As usual, I wound up with a longer list than expected when I started to write it.
In Poul Anderson's Time Patrol series, in 19352 AD:
"'...the various governments were pawns in a galactic game. The time effect was the by-product of a search for a means of instantaneous transportation, which some of you will realize requires infinitely discontinuous functions for its mathematical description - as does travel into the past.'" (Time Patrol, p. 9)
Especially in an Andersonian hard sf context, the phrase "...galactic game..." strongly implies FTL, although this is not made explicit. Thus, people with FTL (we think), seek instantaneous travel and find time travel, in fact space-time travel which therefore includes instantaneous travel - if the traveler changes his spatial but not his temporal coordinates.

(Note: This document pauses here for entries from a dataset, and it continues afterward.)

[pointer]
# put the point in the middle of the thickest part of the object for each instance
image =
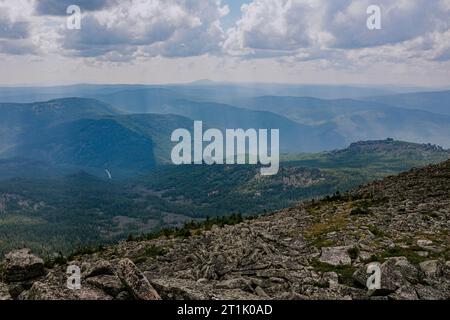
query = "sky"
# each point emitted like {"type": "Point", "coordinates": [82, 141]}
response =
{"type": "Point", "coordinates": [274, 41]}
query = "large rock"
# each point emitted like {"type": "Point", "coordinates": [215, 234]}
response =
{"type": "Point", "coordinates": [181, 289]}
{"type": "Point", "coordinates": [336, 256]}
{"type": "Point", "coordinates": [431, 268]}
{"type": "Point", "coordinates": [21, 265]}
{"type": "Point", "coordinates": [391, 276]}
{"type": "Point", "coordinates": [4, 292]}
{"type": "Point", "coordinates": [97, 268]}
{"type": "Point", "coordinates": [47, 291]}
{"type": "Point", "coordinates": [108, 283]}
{"type": "Point", "coordinates": [135, 281]}
{"type": "Point", "coordinates": [429, 293]}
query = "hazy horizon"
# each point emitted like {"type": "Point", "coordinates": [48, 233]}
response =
{"type": "Point", "coordinates": [268, 41]}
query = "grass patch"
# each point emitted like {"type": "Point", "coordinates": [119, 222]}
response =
{"type": "Point", "coordinates": [150, 252]}
{"type": "Point", "coordinates": [335, 223]}
{"type": "Point", "coordinates": [345, 272]}
{"type": "Point", "coordinates": [409, 253]}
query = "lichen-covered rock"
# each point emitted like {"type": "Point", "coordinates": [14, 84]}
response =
{"type": "Point", "coordinates": [21, 265]}
{"type": "Point", "coordinates": [108, 283]}
{"type": "Point", "coordinates": [336, 256]}
{"type": "Point", "coordinates": [135, 281]}
{"type": "Point", "coordinates": [4, 292]}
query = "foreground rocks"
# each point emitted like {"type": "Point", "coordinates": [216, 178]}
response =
{"type": "Point", "coordinates": [21, 265]}
{"type": "Point", "coordinates": [317, 250]}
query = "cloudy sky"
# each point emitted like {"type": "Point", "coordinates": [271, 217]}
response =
{"type": "Point", "coordinates": [166, 41]}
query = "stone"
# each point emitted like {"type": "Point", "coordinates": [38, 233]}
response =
{"type": "Point", "coordinates": [430, 268]}
{"type": "Point", "coordinates": [179, 289]}
{"type": "Point", "coordinates": [108, 283]}
{"type": "Point", "coordinates": [332, 279]}
{"type": "Point", "coordinates": [261, 293]}
{"type": "Point", "coordinates": [4, 292]}
{"type": "Point", "coordinates": [391, 277]}
{"type": "Point", "coordinates": [45, 291]}
{"type": "Point", "coordinates": [135, 281]}
{"type": "Point", "coordinates": [424, 243]}
{"type": "Point", "coordinates": [236, 283]}
{"type": "Point", "coordinates": [429, 293]}
{"type": "Point", "coordinates": [407, 269]}
{"type": "Point", "coordinates": [406, 292]}
{"type": "Point", "coordinates": [21, 265]}
{"type": "Point", "coordinates": [336, 256]}
{"type": "Point", "coordinates": [100, 267]}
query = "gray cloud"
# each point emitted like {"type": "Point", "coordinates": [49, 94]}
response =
{"type": "Point", "coordinates": [59, 7]}
{"type": "Point", "coordinates": [12, 29]}
{"type": "Point", "coordinates": [300, 24]}
{"type": "Point", "coordinates": [17, 47]}
{"type": "Point", "coordinates": [169, 28]}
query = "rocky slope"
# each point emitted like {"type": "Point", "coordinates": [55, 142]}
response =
{"type": "Point", "coordinates": [317, 250]}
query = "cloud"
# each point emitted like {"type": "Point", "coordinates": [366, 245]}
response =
{"type": "Point", "coordinates": [169, 28]}
{"type": "Point", "coordinates": [292, 25]}
{"type": "Point", "coordinates": [15, 33]}
{"type": "Point", "coordinates": [59, 7]}
{"type": "Point", "coordinates": [17, 47]}
{"type": "Point", "coordinates": [10, 29]}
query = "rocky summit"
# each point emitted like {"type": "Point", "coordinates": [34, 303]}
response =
{"type": "Point", "coordinates": [318, 250]}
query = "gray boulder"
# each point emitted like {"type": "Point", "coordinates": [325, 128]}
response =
{"type": "Point", "coordinates": [135, 281]}
{"type": "Point", "coordinates": [21, 265]}
{"type": "Point", "coordinates": [336, 256]}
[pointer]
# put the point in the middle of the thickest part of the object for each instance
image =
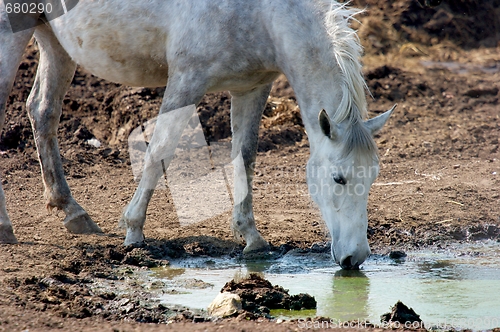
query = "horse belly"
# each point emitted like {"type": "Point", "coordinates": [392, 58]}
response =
{"type": "Point", "coordinates": [116, 40]}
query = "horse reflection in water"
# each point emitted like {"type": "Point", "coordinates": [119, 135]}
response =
{"type": "Point", "coordinates": [199, 46]}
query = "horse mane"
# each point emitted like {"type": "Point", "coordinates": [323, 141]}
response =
{"type": "Point", "coordinates": [347, 50]}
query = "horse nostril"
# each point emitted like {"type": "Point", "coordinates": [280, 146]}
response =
{"type": "Point", "coordinates": [347, 264]}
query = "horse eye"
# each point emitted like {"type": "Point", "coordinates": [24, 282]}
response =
{"type": "Point", "coordinates": [339, 179]}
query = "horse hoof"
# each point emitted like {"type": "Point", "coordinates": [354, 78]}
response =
{"type": "Point", "coordinates": [7, 235]}
{"type": "Point", "coordinates": [134, 236]}
{"type": "Point", "coordinates": [81, 224]}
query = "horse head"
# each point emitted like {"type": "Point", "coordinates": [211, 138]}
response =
{"type": "Point", "coordinates": [340, 172]}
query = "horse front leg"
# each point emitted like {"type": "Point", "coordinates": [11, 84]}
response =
{"type": "Point", "coordinates": [184, 90]}
{"type": "Point", "coordinates": [53, 78]}
{"type": "Point", "coordinates": [11, 52]}
{"type": "Point", "coordinates": [246, 113]}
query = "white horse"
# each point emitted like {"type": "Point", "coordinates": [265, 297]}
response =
{"type": "Point", "coordinates": [199, 46]}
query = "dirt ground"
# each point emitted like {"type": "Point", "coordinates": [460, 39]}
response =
{"type": "Point", "coordinates": [439, 181]}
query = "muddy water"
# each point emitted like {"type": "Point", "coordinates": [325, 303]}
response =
{"type": "Point", "coordinates": [457, 286]}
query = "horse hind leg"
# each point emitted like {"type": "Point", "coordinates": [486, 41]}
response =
{"type": "Point", "coordinates": [11, 51]}
{"type": "Point", "coordinates": [53, 78]}
{"type": "Point", "coordinates": [246, 113]}
{"type": "Point", "coordinates": [183, 89]}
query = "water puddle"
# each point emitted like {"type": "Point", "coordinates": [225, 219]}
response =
{"type": "Point", "coordinates": [458, 286]}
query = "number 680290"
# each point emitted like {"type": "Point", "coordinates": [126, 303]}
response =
{"type": "Point", "coordinates": [28, 8]}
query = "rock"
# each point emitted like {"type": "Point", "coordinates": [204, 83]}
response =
{"type": "Point", "coordinates": [224, 305]}
{"type": "Point", "coordinates": [397, 254]}
{"type": "Point", "coordinates": [402, 314]}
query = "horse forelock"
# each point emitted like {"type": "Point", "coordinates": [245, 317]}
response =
{"type": "Point", "coordinates": [347, 50]}
{"type": "Point", "coordinates": [358, 140]}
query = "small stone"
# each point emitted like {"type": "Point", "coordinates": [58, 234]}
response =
{"type": "Point", "coordinates": [224, 305]}
{"type": "Point", "coordinates": [397, 254]}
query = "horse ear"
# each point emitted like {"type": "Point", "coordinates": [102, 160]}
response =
{"type": "Point", "coordinates": [324, 123]}
{"type": "Point", "coordinates": [375, 124]}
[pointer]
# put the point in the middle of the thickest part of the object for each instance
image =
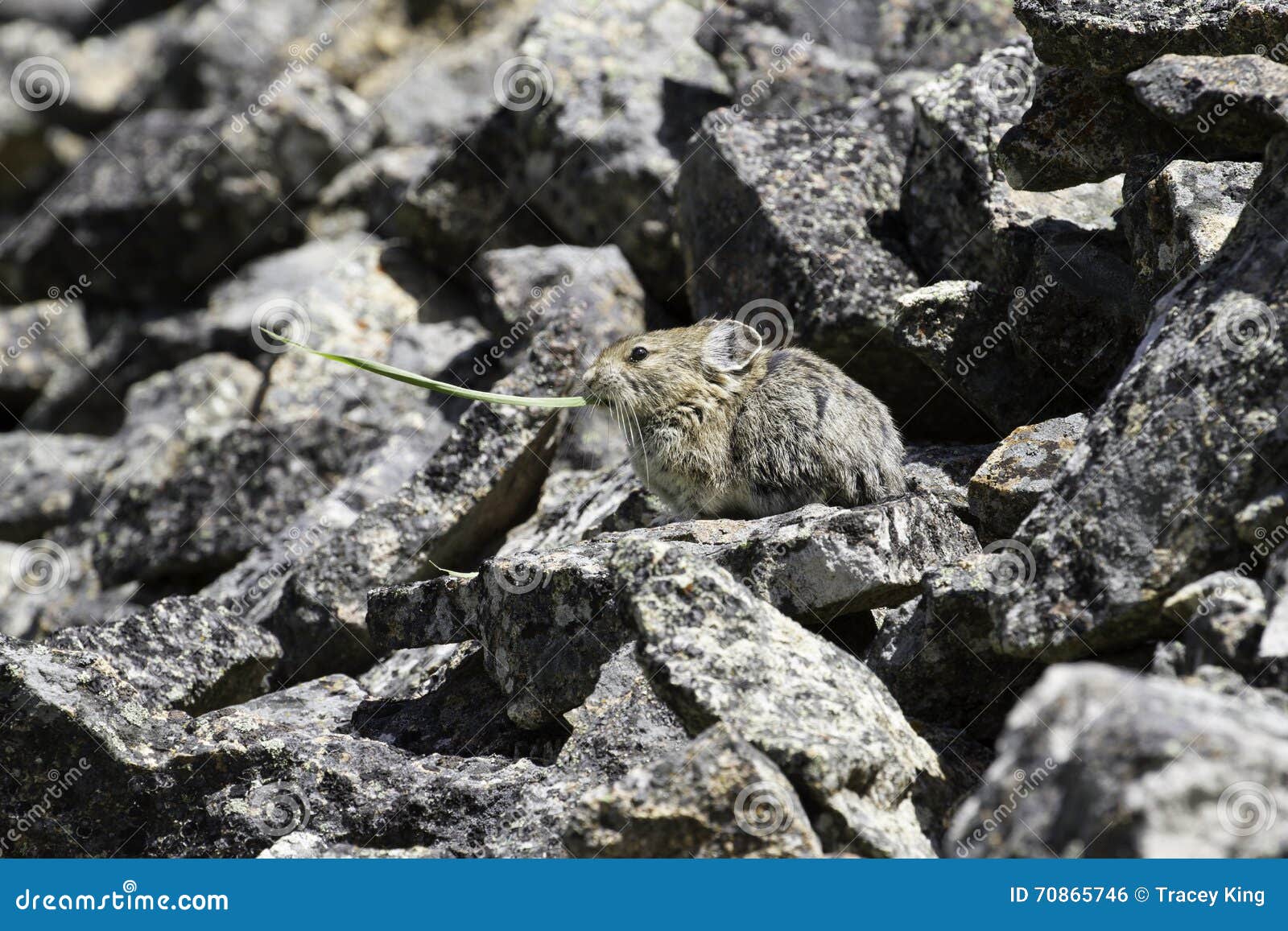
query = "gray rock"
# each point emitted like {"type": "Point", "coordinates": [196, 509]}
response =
{"type": "Point", "coordinates": [547, 620]}
{"type": "Point", "coordinates": [478, 483]}
{"type": "Point", "coordinates": [605, 97]}
{"type": "Point", "coordinates": [1049, 348]}
{"type": "Point", "coordinates": [939, 662]}
{"type": "Point", "coordinates": [718, 654]}
{"type": "Point", "coordinates": [1019, 472]}
{"type": "Point", "coordinates": [785, 225]}
{"type": "Point", "coordinates": [1114, 36]}
{"type": "Point", "coordinates": [1082, 128]}
{"type": "Point", "coordinates": [1178, 219]}
{"type": "Point", "coordinates": [944, 470]}
{"type": "Point", "coordinates": [225, 212]}
{"type": "Point", "coordinates": [965, 220]}
{"type": "Point", "coordinates": [1099, 761]}
{"type": "Point", "coordinates": [42, 478]}
{"type": "Point", "coordinates": [1225, 620]}
{"type": "Point", "coordinates": [38, 341]}
{"type": "Point", "coordinates": [1238, 101]}
{"type": "Point", "coordinates": [1148, 500]}
{"type": "Point", "coordinates": [182, 653]}
{"type": "Point", "coordinates": [718, 796]}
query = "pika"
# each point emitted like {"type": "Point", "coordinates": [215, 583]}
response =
{"type": "Point", "coordinates": [721, 426]}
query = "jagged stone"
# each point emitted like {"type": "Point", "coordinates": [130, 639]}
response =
{"type": "Point", "coordinates": [1148, 500]}
{"type": "Point", "coordinates": [1114, 36]}
{"type": "Point", "coordinates": [1019, 472]}
{"type": "Point", "coordinates": [182, 653]}
{"type": "Point", "coordinates": [547, 620]}
{"type": "Point", "coordinates": [1098, 761]}
{"type": "Point", "coordinates": [718, 654]}
{"type": "Point", "coordinates": [718, 796]}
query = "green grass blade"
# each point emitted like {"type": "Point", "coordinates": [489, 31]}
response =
{"type": "Point", "coordinates": [431, 384]}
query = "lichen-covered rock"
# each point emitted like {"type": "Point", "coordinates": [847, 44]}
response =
{"type": "Point", "coordinates": [485, 476]}
{"type": "Point", "coordinates": [605, 97]}
{"type": "Point", "coordinates": [939, 661]}
{"type": "Point", "coordinates": [718, 654]}
{"type": "Point", "coordinates": [1098, 761]}
{"type": "Point", "coordinates": [1148, 499]}
{"type": "Point", "coordinates": [785, 225]}
{"type": "Point", "coordinates": [547, 620]}
{"type": "Point", "coordinates": [718, 796]}
{"type": "Point", "coordinates": [182, 653]}
{"type": "Point", "coordinates": [1114, 36]}
{"type": "Point", "coordinates": [964, 216]}
{"type": "Point", "coordinates": [1021, 470]}
{"type": "Point", "coordinates": [1176, 219]}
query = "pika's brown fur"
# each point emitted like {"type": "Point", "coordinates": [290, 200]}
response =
{"type": "Point", "coordinates": [721, 426]}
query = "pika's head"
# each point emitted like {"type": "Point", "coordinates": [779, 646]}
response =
{"type": "Point", "coordinates": [663, 369]}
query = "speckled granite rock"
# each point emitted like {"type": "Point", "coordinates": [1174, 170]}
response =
{"type": "Point", "coordinates": [1021, 470]}
{"type": "Point", "coordinates": [1178, 218]}
{"type": "Point", "coordinates": [1099, 761]}
{"type": "Point", "coordinates": [1114, 36]}
{"type": "Point", "coordinates": [182, 653]}
{"type": "Point", "coordinates": [1146, 501]}
{"type": "Point", "coordinates": [716, 796]}
{"type": "Point", "coordinates": [549, 618]}
{"type": "Point", "coordinates": [715, 653]}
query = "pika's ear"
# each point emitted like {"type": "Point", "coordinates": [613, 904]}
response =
{"type": "Point", "coordinates": [731, 345]}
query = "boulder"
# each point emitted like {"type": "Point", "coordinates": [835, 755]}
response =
{"type": "Point", "coordinates": [1148, 499]}
{"type": "Point", "coordinates": [1019, 472]}
{"type": "Point", "coordinates": [718, 796]}
{"type": "Point", "coordinates": [1099, 761]}
{"type": "Point", "coordinates": [715, 653]}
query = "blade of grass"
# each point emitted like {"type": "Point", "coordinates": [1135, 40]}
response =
{"type": "Point", "coordinates": [431, 384]}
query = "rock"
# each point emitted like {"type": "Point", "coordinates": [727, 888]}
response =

We have already asked why Everard and Whitcomb were trained to handle spaceships if, at that stage, they were expected to work only in their own 1850-2000 milieu. But other questions arise about space travel:
Surely there will be many different kinds of spaceships in future eras?
Both for training and for operations, the Patrol has large spacecraft in past eras so they must be able to move such large objects through time?
For story purposes, we see only timecycles and other small vehicles moving along Earth's world line. In the future, they must have spacecraft that can transport prisoners instantaneously to the (extrasolar?) exile planet and that can also travel to the Oligocene to be used for the training of Time Patrol cadets. The possibilities seem endless.